En quête de légitimité, le Conseil de la concurrence a rendu vendredi 5 mars sa première décision assortie de sanctions dans l’affaire du cartel des carreleurs. La décision intervient plus de quatre ans après la révélation d’une plainte déposée par le ministre des Travaux publics devant l’Inspection de la concurrence. Les autorités soupçonnaient alors une entente de plusieurs associations momentanées d’entreprises sur les prix dans le cadre du chantier de la Cité judiciaire. Dix entreprises étaient au cœur de l’affaire. Au final, le Conseil de la concurrence en a sanctionné sept1, infligeant des amendes entre 15 000 et 25 000 euros. Une seule d’entre elles a bénéficié d’une mesure de clémence pour s’être « mise à table » avec suffisamment d’efficacité et de « valeur ajoutée » et révélé aux autorités de la concurrence l’ampleur des ententes qui remontent au début 2000. L’Inspection pour sa part considérait que dix entreprises avaient violé les dispositions de la loi du 17 mai 2004 sur la concurrence.
Le Conseil de la concurrence a décortiqué morceau par morceau l’enquête initiée par l’Inspection avec des manières de moines bénédictins, sans rien laisser d’équivoque. Il en a retranché les volets les plus contestables du point de vue juridique (en refusant notamment de désigner un « meneur » du cartel des carreleurs, l’Inspection ayant clairement désigné Maroldt sàrl), comme pour montrer sa capacité de recul par rapport à l’instruction. Cette prise de distance n’a rien d’anodin au moment où les députés ont entamé les débats sur la réforme des autorités de la concurrence qui feront la place à un seul organe au lieu de deux actuellement, pour enquêter sur des affaires de concurrence et les juger aussi. Une double casquette qui incommode les opérateurs économiques, mais n’inquiète pas outre mesure la majorité et encore moins le ministre de l’Économie et du Commerce extérieur, bien décidé à faire passer avant l’été son projet de loi (d’Land, 26/02/2010).
Deux marchés publics sont au centre de l’affaire : une soumission du 14 juillet 2005 et une seconde du 3 octobre 2005. Les deux autres lots, lancés ultérieurement, n’ont pas donné lieu à contestation.

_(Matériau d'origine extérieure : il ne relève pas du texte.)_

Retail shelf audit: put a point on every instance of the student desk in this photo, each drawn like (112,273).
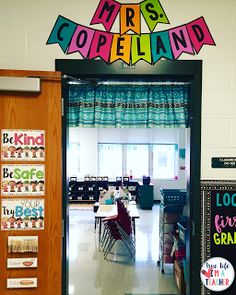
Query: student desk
(111,210)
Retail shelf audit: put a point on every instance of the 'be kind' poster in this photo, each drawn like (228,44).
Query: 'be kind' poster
(23,180)
(25,214)
(22,145)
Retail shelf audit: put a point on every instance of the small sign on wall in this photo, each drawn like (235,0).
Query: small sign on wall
(22,145)
(23,180)
(218,234)
(223,162)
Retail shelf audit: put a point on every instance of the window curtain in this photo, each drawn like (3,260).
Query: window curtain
(120,106)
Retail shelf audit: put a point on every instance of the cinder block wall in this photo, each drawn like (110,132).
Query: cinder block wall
(26,25)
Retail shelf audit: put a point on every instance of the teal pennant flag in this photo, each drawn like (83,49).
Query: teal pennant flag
(160,45)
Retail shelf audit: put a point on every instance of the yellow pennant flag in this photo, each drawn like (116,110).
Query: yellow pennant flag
(120,48)
(130,16)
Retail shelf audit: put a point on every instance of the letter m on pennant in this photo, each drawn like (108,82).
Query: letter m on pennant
(106,13)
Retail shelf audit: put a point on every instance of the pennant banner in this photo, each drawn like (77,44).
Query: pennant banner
(153,13)
(130,19)
(106,13)
(130,48)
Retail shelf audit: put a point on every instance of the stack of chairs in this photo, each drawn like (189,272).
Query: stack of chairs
(118,228)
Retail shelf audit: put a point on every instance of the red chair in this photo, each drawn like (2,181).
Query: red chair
(116,228)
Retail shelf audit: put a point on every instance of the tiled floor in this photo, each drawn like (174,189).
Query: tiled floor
(90,274)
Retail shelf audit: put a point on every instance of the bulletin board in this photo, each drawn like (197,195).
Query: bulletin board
(31,188)
(218,222)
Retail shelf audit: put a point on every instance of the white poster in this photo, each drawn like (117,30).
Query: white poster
(29,262)
(22,214)
(22,244)
(21,283)
(23,180)
(22,145)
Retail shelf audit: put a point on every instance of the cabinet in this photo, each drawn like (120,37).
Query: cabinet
(88,190)
(171,208)
(144,196)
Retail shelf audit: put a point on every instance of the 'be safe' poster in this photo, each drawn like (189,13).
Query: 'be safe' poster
(23,180)
(22,214)
(22,145)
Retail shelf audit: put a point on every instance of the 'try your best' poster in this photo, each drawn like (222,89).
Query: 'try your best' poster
(22,145)
(23,180)
(25,214)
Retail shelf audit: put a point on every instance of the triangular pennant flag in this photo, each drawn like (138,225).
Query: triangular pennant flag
(101,46)
(199,34)
(141,48)
(160,43)
(130,18)
(106,13)
(153,13)
(81,41)
(120,49)
(62,32)
(180,41)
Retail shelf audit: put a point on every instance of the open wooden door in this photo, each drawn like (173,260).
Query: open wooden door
(35,115)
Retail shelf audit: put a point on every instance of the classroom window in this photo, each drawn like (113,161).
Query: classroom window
(156,160)
(73,158)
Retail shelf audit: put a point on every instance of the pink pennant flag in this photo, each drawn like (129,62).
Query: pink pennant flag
(81,41)
(106,13)
(180,41)
(199,33)
(101,45)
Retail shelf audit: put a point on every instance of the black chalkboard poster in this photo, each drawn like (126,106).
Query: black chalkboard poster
(218,216)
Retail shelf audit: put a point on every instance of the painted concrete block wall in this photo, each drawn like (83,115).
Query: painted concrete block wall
(26,25)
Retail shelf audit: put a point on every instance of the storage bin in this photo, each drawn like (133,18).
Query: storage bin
(182,232)
(173,196)
(179,277)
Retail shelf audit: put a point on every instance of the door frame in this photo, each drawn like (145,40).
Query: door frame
(189,70)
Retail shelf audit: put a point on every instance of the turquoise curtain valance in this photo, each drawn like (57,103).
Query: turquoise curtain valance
(129,106)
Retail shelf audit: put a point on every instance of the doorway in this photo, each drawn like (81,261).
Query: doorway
(178,70)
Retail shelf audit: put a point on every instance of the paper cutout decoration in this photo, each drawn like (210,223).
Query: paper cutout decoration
(161,47)
(22,214)
(180,41)
(130,19)
(28,262)
(81,41)
(101,45)
(120,49)
(141,48)
(106,13)
(22,244)
(22,145)
(130,45)
(153,13)
(23,180)
(199,34)
(62,32)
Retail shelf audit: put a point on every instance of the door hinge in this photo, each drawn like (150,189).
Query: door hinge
(193,228)
(62,228)
(62,107)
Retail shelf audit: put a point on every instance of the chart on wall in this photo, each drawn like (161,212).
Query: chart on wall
(22,214)
(22,145)
(23,180)
(218,221)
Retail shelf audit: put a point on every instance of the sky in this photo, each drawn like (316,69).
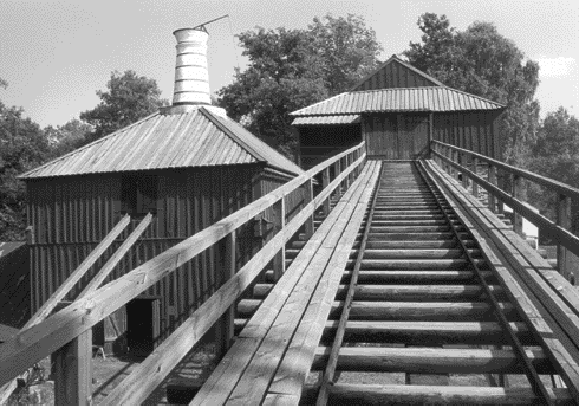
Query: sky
(55,54)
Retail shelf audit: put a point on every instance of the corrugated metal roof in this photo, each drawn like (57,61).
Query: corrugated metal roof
(415,99)
(198,138)
(311,120)
(394,58)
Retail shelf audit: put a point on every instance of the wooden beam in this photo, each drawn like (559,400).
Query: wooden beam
(72,363)
(279,219)
(39,341)
(57,297)
(224,378)
(7,332)
(140,383)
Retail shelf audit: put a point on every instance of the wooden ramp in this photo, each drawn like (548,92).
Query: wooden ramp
(271,344)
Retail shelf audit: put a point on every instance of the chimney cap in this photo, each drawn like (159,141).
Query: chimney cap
(198,28)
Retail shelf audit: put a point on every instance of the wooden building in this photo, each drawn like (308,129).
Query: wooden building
(189,166)
(397,110)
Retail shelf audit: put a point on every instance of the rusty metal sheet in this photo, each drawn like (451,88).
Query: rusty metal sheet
(431,99)
(198,138)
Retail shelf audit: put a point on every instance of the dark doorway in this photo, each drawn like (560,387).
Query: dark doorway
(141,322)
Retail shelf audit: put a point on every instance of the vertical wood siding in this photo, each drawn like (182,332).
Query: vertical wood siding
(476,131)
(396,136)
(71,215)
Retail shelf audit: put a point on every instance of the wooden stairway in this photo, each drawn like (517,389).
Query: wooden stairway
(421,327)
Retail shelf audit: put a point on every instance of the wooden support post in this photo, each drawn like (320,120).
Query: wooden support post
(564,220)
(71,369)
(279,259)
(517,194)
(225,327)
(325,183)
(474,184)
(492,178)
(309,194)
(464,160)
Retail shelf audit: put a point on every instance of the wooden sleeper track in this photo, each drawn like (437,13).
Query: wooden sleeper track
(420,325)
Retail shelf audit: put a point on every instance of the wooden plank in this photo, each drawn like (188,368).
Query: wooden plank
(137,386)
(328,377)
(225,379)
(515,284)
(293,369)
(375,394)
(559,187)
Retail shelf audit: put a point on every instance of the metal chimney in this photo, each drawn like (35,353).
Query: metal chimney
(191,75)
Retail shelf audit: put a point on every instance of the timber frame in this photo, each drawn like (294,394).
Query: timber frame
(66,334)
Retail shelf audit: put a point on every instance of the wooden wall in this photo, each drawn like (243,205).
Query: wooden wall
(394,75)
(71,215)
(320,142)
(393,136)
(476,131)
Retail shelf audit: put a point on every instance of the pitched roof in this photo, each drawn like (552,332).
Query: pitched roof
(431,99)
(327,120)
(198,138)
(396,73)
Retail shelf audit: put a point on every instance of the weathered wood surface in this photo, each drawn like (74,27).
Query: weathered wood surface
(294,283)
(38,341)
(137,386)
(376,394)
(42,313)
(295,364)
(508,254)
(560,187)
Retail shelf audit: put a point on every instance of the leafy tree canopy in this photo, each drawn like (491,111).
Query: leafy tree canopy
(483,62)
(290,69)
(128,99)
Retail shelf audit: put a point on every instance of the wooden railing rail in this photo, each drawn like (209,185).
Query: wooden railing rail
(449,156)
(40,340)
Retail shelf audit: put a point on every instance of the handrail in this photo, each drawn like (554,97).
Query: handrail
(542,180)
(565,238)
(35,343)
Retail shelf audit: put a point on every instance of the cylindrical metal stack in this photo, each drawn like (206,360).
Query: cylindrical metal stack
(191,75)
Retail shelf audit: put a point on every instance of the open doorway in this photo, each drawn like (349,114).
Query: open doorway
(143,325)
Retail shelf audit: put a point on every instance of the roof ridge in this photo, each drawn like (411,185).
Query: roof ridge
(211,117)
(315,104)
(477,96)
(90,144)
(408,65)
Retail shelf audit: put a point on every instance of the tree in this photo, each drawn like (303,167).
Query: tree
(128,99)
(290,69)
(23,146)
(483,62)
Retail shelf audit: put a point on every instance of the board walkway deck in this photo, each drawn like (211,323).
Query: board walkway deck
(270,346)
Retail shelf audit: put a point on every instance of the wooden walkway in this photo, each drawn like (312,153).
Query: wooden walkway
(279,347)
(272,355)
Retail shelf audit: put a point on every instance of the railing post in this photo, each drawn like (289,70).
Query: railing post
(72,371)
(517,194)
(279,259)
(309,224)
(464,164)
(225,326)
(566,261)
(325,183)
(492,178)
(475,171)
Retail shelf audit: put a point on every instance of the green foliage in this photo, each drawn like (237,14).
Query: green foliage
(22,147)
(483,62)
(290,69)
(128,99)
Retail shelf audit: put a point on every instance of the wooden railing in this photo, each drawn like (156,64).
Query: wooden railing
(454,160)
(50,334)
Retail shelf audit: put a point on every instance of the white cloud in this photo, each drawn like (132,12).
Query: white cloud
(556,67)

Le lancement de la soumission du 14 juillet déclenche un branle-bas de combat chez les carreleurs : le 7 juin, indique le rapport du Conseil, carrelage Willy Putz demande à son fournisseur « une protection de chantier » et lui communique les quantités de marchandise nécessaires ainsi que les délais d’exécution. Une « protection de chantier » permet à une entreprise d’obtenir un engagement de son fournisseur qui lui promet en prévision d’un marché futur de lui livrer un produit déterminé avec une réduction de prix comprise entre cinq et sept pour cent. Si le marché lui échappe, l’entreprise touche quand même une commission du fournisseur pour avoir « placé » le produit. Carrelages Willy Putz dira dans l’enquête que ce mécanisme de remise et de note de crédit n’a pas été mis en application à son profit. Les autres entreprises impliquées dans le cartel resteront peu bavardes à ce sujet, certaines prétendront même en ignorer l’existence. L’Inspection considérait que la « protection de chantier » serait de nature à restreindre la concurrence parce qu’une entreprise obtiendrait de cette manière une garantie sur les prix et les quantités. Elle en faisait grief aux dix entreprises. Le Conseil a considéré en revanche que ce qu’elle a appelé des « accords de distribution verticale » n’étaient pas en règle générale anticoncurrentiels, pour autant que leur effet anticoncurrentiel n’a pas été démontré. Sans quoi « toute pratique, tout comportement ou tout accord qui procure à une entreprise un avantage purement commercial, de préférence sur ses concurrents » serait alors prohibé. Ce qui va trop loin.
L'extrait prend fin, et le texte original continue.